_ Amadou Hamath DIA

Thèse de doctorat – thèse soutenue le 7 décembre 2006

Co-directeurs de thèse : Jean-Yves NEVERS et Issiaka Prosper LALEYE (Professeur, Université Gaston Berger de Saint Louis du Sénégal)

Titre : «Décentralisation et développement local. Le cas de la vallée du fleuve Sénégal.»

Résumé

Cette thèse se propose d’étudier les problèmes liés à la mise en oeuvre des politiques publiques de décentralisation articulées au développement local en milieu rural au Sénégal. Notre objectif est d’analyser dans quelles conditions la décentralisation peut donner une impulsion au développement en favorisant la valorisation des ressources locales. Il s’agit aussi d’analyser comment la décentralisation peut donner des effets déstabilisateurs sur les processus de développement local. En d’autres termes, notre propos est d’analyser comment une réforme venant d’en haut (le pouvoir central) est appropriée, de manière localisée, par les acteurs d’en bas (les administrations territoriales, les collectivités locales et la société civile).

Questions de recherche

Les positions différentes des acteurs locaux sur l’échelle locale ainsi que les ressources et les intérêts divergents pourront-ils s’harmoniser et converger pour répondre aux besoins en santé, en eau, en éducation, en ressources foncières aménagées, bref, en équipements collectifs des populations locales ? Comment, par rapport aux enjeux de développement agricole, de contrôle du foncier et de développement social ou communautaire, vont se restructurer les systèmes d’action locaux ? Quelles sont les nouvelles formes de coopération entre acteurs locaux liées à l’approfondissement de la décentralisation en milieu rural sénégalais ?

Problématique

La vallée du Sénégal est caractérisée par la coexistence de « trois mondes ». Ces trois mondes résultent de l’action interventionniste de l’Etat, des processus migratoires, des politiques d’ajustement et de l’approfondissement de la décentralisation. On peut néanmoins penser que la décentralisation peut amener à des « réarticulations » ou encore à des « repositionements » locaux entre ces trois mondes.

 Le « monde politico-administratif »

Dans le contexte de la vallée du Sénégal, le transfert du pouvoir d’affectation et de désaffectation de la terre du sous préfet au Président du conseil rural marque une étape importante dans le contrôle et la gestion des ressources foncières par les élus locaux. On peut cependant se demander dans quelles conditions les élus locaux des communes et des communautés rurales pourront gérer ces ressources, au regard du contrôle a posteriori qu’exerce le représentant de l’Etat et des résistances que ne peuvent manquer de développer les chefferies coutumières.

 Le « monde paysan »

Le renforcement de la compétence des collectivités locales en matière foncière introduit aujourd’hui une nouvelle donne dans le contrôle des ressources aménagées. On ne peut dès lors manquer de se demander comment les collectivités locales et les associations paysannes vont – elles « coopérer » en vue de rentabiliser les infrastructures hydro-agricoles.
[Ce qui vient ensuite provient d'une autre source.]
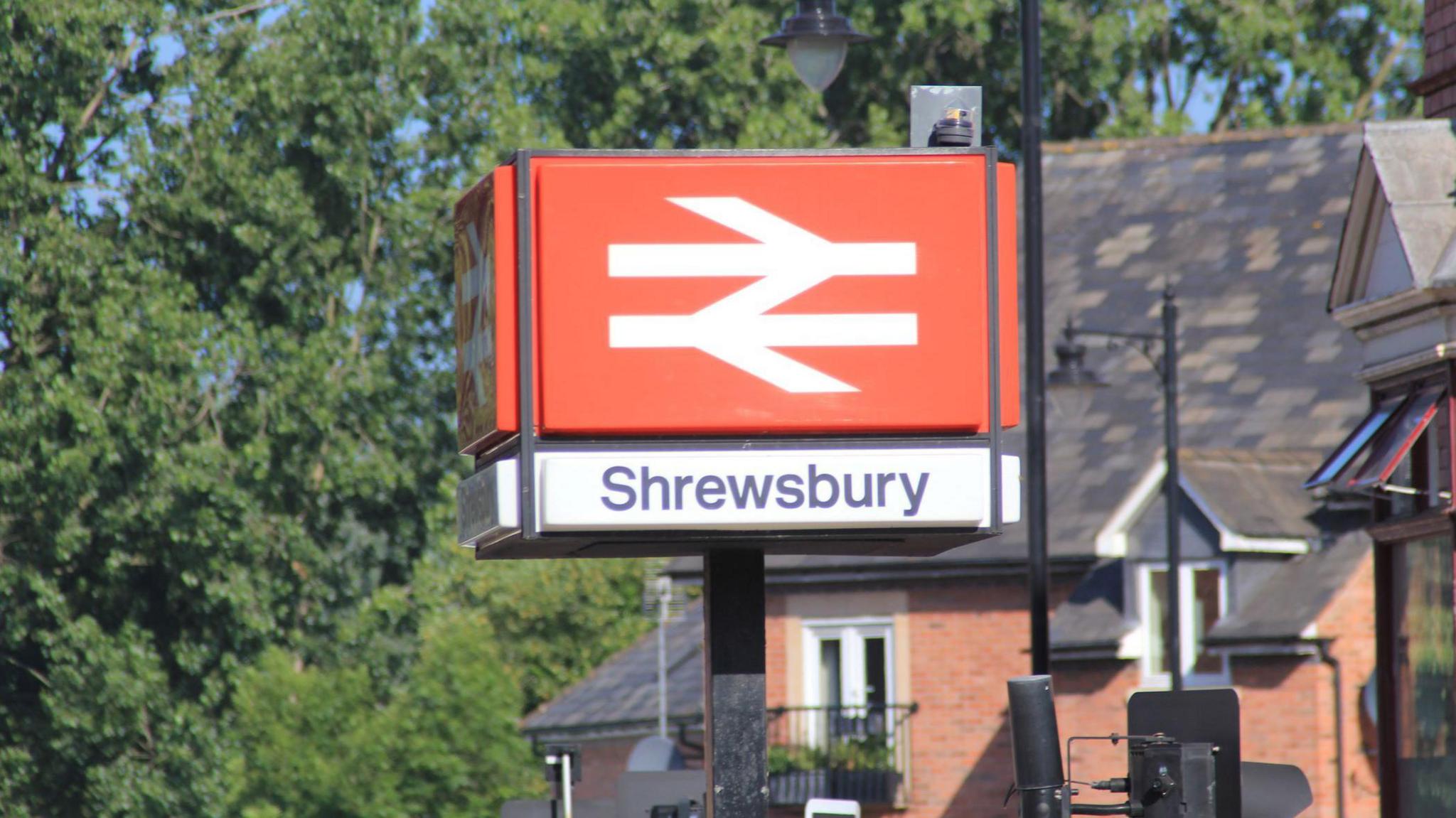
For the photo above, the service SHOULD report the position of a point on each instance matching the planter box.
(865, 786)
 La « société migratoire »

Avec le renforcement des compétences des collectivités locales sur certains domaines d’intervention (santé, éducation, population et action sociale, etc.) « conquis » par les associations d’immigrés, on peut aussi penser que la décentralisation va impulser de nouvelles formes de coopération avec les associations de villages pour une cogestion durable des équipements collectifs des espaces ruraux.
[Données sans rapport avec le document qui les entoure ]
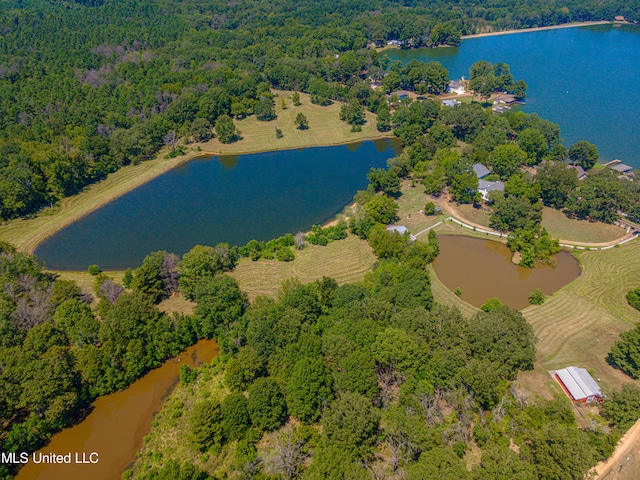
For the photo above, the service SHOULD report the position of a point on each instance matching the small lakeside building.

L’hypothèse de travail que nous faisons est que la décentralisation qui a pour but d’impulser de « nouvelles » formes de développement, peut être un facteur de blocage ou de restructuration des processus de développement localisés et des équilibres qui lui sont antérieurs. Nous avons retenu comme champs d’observation l’échelon local en raison de l’hétérogénéité des acteurs et des enjeux locaux. Les collectivités locales (communes et communautés rurales) de la vallée du Sénégal constituent ainsi nos unités d’observation et d’analyse.

Mots-clés :

Décentralisation, développement local, pouvoirs locaux, migration.